Thursday, February 11/2016



Beautiful sunny day. Walk down Panayi Tsaidan on our way to see the Kerameikos, one of the most ancient sites in a city of ancient sites. The walk itself is interesting. We go past one Chinese store after another, most selling handbags and backpacks, some labelled import-export, some featuring clothing. Sometimes the signs are in Chinese and English, occasionally just Chinese. Most have no Greek. As in most of inner Athens there is a juxtaposition of lovely old buildings with modern graffiti decor; sometimes political, often very well executed, though no particular favour to the original architecture.

The area is in the northwest of the oldest part of Athens, and got its name from the word for potters. The inner area was the potters' quarter and the outer area was used as a cemetery as far back as the third millennium BC and became an organised cemetery about 1200 BC. In 431 Pericles gave a funeral oration there and he was later himself buried in the graveyard. It's now a rurally peaceful area of grass and ancient walls and sculptures, though some of the funeral markers are replicas, with the originals in the National Museum. It's a stunningly beautiful day and there are few others around. The signs are in English as well as Greek but there aren't many and they're almost classically unhelpful. Wandering the site is a pleasure though. Quite amazing to think of a community here over four thousand years ago. There's non-human life as well. We spot a number of tortoises, including one whose mission in life appears to be to attack its neighbour, unwilling to be diverted despite J's strenuous efforts.


There's a small but impressive museum, with a number of sculptures that remind one of the links between ancient Greece and Egypt. One of my favourites though, is a grave relief showing a woman holding her infant grandchild. The inscription is translated. "I hold here the beloved child of my daughter, which I held on my knees when we were alive and saw the light of the sun, and now, dead, I hold it dead." The memorial is from a grave enclosure near the sunny Sacred Way we have just been exploring, approximately 425 bc, the young grandmother and tiny baby as moving now as they would have been 2500 years ago. A more amusing reminder of mortality is a small "voodoo" type doll in a coffin shaped case, next to an ancient engraved curse. Not all deaths were unwanted.

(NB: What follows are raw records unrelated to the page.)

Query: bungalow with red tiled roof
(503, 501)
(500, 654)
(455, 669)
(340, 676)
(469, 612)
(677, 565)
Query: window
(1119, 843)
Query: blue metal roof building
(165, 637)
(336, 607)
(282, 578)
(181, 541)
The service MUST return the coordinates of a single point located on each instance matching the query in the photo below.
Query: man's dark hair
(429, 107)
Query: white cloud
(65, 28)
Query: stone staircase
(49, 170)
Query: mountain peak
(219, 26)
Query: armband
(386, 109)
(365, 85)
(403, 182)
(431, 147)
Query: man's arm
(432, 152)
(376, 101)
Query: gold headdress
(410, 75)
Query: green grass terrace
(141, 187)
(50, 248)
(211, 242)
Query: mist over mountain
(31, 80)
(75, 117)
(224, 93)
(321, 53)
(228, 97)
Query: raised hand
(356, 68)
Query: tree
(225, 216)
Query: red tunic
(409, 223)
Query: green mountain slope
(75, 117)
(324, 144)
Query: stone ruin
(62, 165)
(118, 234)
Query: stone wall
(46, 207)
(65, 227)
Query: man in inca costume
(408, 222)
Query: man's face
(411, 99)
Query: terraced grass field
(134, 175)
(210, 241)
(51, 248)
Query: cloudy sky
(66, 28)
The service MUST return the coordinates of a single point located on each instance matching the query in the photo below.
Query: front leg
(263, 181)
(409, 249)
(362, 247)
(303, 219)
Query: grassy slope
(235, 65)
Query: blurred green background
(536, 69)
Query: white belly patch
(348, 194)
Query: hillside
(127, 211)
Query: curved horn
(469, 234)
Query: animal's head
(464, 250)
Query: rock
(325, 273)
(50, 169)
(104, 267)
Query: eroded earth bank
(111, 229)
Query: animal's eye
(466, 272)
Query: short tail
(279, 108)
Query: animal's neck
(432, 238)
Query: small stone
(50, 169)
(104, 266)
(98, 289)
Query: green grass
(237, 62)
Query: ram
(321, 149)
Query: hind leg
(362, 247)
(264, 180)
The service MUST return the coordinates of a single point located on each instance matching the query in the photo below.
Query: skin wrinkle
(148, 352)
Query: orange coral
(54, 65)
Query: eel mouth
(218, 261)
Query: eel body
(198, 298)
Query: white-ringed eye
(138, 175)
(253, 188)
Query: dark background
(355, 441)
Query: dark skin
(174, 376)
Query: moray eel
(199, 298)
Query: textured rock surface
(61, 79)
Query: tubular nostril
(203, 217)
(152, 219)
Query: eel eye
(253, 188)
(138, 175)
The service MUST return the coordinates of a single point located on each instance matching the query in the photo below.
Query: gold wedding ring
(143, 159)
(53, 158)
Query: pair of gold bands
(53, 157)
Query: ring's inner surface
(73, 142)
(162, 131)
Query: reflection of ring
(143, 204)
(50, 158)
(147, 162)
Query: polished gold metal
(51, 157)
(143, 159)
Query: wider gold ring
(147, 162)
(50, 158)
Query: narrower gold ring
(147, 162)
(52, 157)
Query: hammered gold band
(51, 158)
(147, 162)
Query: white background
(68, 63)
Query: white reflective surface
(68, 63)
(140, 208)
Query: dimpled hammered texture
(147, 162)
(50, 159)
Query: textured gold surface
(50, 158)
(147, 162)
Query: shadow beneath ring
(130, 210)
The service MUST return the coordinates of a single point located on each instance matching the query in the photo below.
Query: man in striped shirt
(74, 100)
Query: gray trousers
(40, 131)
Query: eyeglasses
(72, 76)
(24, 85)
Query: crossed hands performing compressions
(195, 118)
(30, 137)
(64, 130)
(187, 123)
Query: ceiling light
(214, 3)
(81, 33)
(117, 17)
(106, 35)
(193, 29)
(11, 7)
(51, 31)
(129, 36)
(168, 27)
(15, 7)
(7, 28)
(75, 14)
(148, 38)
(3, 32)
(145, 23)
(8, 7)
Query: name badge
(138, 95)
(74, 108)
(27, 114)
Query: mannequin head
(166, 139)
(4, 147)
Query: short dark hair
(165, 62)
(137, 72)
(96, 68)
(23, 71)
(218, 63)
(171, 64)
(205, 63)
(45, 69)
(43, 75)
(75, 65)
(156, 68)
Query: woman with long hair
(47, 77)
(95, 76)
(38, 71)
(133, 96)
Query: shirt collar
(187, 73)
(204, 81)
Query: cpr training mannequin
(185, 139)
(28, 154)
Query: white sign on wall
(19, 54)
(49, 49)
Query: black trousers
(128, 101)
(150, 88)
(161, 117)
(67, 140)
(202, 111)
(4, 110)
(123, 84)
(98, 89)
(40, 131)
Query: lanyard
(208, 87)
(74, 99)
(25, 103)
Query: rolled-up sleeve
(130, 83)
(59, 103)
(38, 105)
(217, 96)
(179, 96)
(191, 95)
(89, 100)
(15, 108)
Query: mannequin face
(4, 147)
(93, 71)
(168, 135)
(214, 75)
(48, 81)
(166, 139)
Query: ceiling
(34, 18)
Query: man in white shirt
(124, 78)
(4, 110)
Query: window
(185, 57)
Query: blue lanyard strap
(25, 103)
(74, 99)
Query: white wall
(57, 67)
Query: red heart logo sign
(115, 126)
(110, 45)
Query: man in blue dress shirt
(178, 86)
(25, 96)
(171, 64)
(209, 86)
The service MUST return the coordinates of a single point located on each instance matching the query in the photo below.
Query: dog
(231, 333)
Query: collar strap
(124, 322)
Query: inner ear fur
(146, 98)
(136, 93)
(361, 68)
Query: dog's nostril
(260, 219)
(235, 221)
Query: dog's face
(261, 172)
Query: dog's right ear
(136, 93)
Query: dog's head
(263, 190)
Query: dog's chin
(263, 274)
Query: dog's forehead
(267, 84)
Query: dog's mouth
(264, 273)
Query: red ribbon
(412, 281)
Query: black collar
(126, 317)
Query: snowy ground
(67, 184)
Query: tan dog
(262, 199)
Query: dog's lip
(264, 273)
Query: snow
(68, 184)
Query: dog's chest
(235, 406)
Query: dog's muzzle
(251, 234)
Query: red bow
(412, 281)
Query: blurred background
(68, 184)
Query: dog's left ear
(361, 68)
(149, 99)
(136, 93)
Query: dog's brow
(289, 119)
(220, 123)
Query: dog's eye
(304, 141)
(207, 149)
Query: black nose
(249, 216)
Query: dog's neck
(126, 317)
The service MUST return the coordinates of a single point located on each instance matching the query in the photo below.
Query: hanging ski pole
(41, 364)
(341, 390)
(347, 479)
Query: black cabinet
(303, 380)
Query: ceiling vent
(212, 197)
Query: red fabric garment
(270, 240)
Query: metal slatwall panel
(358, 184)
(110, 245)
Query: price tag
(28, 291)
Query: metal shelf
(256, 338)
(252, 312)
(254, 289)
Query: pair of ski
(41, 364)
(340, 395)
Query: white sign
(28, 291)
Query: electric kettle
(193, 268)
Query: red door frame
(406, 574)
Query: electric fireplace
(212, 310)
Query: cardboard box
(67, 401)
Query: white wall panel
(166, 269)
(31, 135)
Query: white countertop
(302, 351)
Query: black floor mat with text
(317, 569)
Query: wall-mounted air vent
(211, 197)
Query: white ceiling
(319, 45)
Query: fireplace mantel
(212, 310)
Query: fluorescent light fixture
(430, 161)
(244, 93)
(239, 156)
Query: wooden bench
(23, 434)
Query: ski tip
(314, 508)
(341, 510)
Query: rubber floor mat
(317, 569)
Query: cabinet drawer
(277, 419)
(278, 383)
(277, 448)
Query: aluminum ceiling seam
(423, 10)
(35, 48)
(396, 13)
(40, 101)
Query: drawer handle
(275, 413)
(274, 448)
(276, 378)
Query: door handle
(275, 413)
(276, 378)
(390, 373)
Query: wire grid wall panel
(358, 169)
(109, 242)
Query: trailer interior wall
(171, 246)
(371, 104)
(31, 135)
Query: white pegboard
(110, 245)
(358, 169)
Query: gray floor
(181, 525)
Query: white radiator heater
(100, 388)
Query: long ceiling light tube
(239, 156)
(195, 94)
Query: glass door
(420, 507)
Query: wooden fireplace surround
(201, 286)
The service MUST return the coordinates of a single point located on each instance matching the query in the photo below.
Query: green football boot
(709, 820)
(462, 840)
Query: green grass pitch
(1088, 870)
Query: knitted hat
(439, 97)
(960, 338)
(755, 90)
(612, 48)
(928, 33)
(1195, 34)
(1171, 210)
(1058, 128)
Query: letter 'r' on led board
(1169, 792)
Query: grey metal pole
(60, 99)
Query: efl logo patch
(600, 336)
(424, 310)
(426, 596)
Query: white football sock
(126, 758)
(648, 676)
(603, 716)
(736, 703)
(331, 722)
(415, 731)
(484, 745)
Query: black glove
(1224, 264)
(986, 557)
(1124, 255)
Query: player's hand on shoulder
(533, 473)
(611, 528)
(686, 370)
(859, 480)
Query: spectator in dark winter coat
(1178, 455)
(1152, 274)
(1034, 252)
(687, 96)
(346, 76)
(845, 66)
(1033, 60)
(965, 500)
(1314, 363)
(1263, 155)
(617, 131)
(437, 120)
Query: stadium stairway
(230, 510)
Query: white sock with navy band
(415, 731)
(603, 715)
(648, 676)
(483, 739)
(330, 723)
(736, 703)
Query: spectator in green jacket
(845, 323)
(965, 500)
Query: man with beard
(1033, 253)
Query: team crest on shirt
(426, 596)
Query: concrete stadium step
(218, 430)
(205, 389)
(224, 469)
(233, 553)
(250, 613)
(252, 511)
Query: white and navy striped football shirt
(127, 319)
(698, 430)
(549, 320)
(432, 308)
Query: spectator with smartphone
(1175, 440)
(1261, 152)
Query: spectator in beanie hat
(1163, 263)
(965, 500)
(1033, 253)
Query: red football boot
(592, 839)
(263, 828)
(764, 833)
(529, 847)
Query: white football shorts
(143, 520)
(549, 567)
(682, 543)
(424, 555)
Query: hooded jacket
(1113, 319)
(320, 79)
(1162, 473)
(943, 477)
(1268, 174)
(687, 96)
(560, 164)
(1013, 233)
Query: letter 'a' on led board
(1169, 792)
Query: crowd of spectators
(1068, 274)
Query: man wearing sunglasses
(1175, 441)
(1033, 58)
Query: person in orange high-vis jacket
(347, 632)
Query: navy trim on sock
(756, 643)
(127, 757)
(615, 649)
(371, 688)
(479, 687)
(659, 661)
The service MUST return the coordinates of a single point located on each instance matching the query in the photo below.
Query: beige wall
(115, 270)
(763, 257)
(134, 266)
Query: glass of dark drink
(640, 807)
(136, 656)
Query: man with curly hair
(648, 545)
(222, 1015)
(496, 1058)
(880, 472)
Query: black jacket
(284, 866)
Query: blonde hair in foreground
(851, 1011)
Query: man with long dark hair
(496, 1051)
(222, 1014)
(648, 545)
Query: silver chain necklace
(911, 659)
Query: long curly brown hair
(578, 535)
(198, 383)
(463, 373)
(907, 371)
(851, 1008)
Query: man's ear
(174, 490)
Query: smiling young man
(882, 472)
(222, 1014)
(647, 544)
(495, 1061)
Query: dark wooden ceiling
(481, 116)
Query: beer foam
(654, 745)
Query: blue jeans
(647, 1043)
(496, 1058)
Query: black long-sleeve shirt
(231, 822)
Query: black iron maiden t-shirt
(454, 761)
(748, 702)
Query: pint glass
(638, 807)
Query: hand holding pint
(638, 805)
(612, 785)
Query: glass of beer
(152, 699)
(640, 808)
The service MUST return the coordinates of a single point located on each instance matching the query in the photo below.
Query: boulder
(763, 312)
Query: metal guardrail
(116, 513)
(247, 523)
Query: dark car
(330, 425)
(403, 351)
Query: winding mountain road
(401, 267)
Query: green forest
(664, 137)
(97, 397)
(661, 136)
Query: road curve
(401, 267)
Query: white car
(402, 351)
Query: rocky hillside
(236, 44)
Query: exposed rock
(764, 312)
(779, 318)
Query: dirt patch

Stroll down to Monastiraki, along Ermou, major shopping street filled with interesting shops, retro if not antiques, but also with people sleeping rough in mid-afternoon. A leg in an absolutely filthy cast projects, at one point, from underneath a quilt. At Monastiraki Square the bleacher type benches seem no longer to exist. Taken down to prevent their use as bunks? Home along Athina, past street stalls and the central market. J buys a bag of dried camomile flowers for making tea as his mother did. 

Chat with the man on the desk at our hotel. Are things getting better in Greece? No, worse. He's quite moderate on most issues, and well travelled. Spent time in the US and lived for some months with his brother in Windsor, Ontario. An apartment in Athens that used to sell for €120,000 now sells for €50,000, so that a person who lost his job and can't make the payments also can't sell the flat for anything like what he owes. He himself is fifty years old and has a small mini mart in addition to this job at the hotel. He makes €25,000, half of which goes in taxes, which keep rising. It's not himself he worries for but his daughter, who's sixteen, as austerity takes jobs and taxes rise. He has sympathy for the migrants, but Greece has little to give.